Walking Fingerprinting Using Wrist Accelerometry During Activities of Daily Living in NHANES
Lily Koffman, John Muschelli III, Ciprian Crainiceanu

TL;DR
This study introduces a novel wrist accelerometry-based method for individual identification during daily activities, leveraging walking patterns and image transformation techniques on large-scale NHANES data.
Contribution
The paper presents a new approach combining ADEPT and image transformation for walking fingerprinting, applied to a large, unlabeled, real-world dataset.
Findings
High accuracy in participant identification, with 96% in top 1% predictions.
Method effective on large, heterogeneous, unlabeled dataset.
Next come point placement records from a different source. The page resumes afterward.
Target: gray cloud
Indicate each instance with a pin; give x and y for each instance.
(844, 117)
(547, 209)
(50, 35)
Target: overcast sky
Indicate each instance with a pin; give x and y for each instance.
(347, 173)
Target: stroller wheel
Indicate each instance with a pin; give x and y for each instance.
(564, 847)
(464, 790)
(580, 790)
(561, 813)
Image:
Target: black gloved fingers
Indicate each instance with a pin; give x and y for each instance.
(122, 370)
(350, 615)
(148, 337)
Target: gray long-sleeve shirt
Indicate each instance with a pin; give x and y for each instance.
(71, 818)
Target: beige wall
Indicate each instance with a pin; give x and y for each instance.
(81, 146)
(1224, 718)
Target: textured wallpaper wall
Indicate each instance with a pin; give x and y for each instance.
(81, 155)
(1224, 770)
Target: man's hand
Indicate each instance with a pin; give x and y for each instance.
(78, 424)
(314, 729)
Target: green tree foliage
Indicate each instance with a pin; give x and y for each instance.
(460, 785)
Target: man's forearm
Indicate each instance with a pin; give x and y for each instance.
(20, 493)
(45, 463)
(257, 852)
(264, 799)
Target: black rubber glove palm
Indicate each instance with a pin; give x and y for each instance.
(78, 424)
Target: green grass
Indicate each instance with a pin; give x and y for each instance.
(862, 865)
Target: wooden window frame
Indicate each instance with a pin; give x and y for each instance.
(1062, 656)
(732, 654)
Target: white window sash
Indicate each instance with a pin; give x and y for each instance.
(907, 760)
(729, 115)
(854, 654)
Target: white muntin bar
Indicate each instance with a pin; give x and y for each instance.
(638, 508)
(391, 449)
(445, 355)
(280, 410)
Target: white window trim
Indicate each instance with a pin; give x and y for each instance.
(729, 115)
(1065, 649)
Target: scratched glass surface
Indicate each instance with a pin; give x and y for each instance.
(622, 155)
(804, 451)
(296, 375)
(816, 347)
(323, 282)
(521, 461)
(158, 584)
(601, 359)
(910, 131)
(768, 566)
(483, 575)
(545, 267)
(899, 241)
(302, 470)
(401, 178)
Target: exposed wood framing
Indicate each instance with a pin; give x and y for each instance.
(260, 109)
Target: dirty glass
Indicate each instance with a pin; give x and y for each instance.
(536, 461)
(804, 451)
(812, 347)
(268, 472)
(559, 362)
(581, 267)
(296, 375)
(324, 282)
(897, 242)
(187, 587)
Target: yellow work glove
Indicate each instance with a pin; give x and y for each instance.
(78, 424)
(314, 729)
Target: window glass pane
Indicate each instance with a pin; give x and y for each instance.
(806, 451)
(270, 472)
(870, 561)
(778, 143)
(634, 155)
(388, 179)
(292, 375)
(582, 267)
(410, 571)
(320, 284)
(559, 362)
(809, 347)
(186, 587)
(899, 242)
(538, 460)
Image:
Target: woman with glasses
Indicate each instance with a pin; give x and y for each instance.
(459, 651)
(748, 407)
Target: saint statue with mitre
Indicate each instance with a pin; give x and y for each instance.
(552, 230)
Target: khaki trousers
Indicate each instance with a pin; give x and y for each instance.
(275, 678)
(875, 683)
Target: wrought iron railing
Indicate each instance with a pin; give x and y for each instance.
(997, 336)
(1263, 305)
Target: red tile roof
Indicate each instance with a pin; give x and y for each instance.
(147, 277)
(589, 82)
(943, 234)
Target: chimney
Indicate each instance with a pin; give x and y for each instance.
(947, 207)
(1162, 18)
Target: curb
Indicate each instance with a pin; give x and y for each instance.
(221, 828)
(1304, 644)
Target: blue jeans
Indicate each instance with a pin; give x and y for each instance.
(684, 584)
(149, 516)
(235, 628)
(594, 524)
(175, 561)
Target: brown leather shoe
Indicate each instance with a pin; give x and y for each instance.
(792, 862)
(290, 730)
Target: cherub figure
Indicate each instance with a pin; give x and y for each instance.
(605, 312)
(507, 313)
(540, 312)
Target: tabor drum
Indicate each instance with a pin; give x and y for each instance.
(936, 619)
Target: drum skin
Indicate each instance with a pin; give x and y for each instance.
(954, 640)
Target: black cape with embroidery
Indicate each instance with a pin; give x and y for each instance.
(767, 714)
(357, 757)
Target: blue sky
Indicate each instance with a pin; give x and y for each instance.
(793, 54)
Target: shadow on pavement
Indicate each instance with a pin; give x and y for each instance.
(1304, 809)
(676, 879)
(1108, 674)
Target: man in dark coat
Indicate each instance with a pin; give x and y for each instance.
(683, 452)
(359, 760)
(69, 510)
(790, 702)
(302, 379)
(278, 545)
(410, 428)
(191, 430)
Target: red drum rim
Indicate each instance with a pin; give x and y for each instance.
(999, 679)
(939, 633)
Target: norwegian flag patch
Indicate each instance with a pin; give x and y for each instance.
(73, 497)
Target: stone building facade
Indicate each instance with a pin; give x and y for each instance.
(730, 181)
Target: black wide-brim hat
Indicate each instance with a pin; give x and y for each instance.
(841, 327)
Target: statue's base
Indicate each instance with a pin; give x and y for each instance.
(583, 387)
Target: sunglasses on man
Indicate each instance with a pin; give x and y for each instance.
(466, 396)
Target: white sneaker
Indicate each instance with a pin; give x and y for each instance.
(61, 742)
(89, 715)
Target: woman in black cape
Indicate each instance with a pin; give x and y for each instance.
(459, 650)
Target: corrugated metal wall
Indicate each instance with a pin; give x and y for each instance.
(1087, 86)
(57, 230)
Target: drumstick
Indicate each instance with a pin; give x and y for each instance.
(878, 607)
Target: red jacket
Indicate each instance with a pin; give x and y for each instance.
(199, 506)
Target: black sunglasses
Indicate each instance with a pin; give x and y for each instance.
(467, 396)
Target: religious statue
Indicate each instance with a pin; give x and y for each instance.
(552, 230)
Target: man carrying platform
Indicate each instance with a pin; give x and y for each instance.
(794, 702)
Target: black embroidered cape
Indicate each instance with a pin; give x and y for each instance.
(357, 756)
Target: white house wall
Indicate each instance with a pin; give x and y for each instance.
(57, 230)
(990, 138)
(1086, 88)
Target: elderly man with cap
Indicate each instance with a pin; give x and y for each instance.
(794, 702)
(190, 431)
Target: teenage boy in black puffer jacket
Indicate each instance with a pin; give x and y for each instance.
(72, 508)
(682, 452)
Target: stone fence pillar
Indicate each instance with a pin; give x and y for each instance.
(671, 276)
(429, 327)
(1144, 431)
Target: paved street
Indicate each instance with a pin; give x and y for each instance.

Demonstrates feasibility of individual identification using wrist accelerometry in free-living conditions.
Abstract
We propose a method for identifying individuals based on their continuously monitored wrist-worn accelerometry during activities of daily living. The method consists of three steps: (1) using Adaptive Empirical Pattern Transformation (ADEPT), a highly specific method to identify walking; (2) transforming the accelerometry time series into an image that corresponds to the joint distribution of the time series and its lags; and (3) using the resulting images to construct a person-specific walking fingerprint. The method is applied to 15,000 individuals from the National Health and Nutrition Examination Survey (NHANES) with up to 7 days of wrist accelerometry data collected at 80 Hertz. The resulting dataset contains more than 10 terabytes, is roughly 2 to 3 orders of magnitude larger than previous datasets used for activity recognition, is collected in the free living environment, and…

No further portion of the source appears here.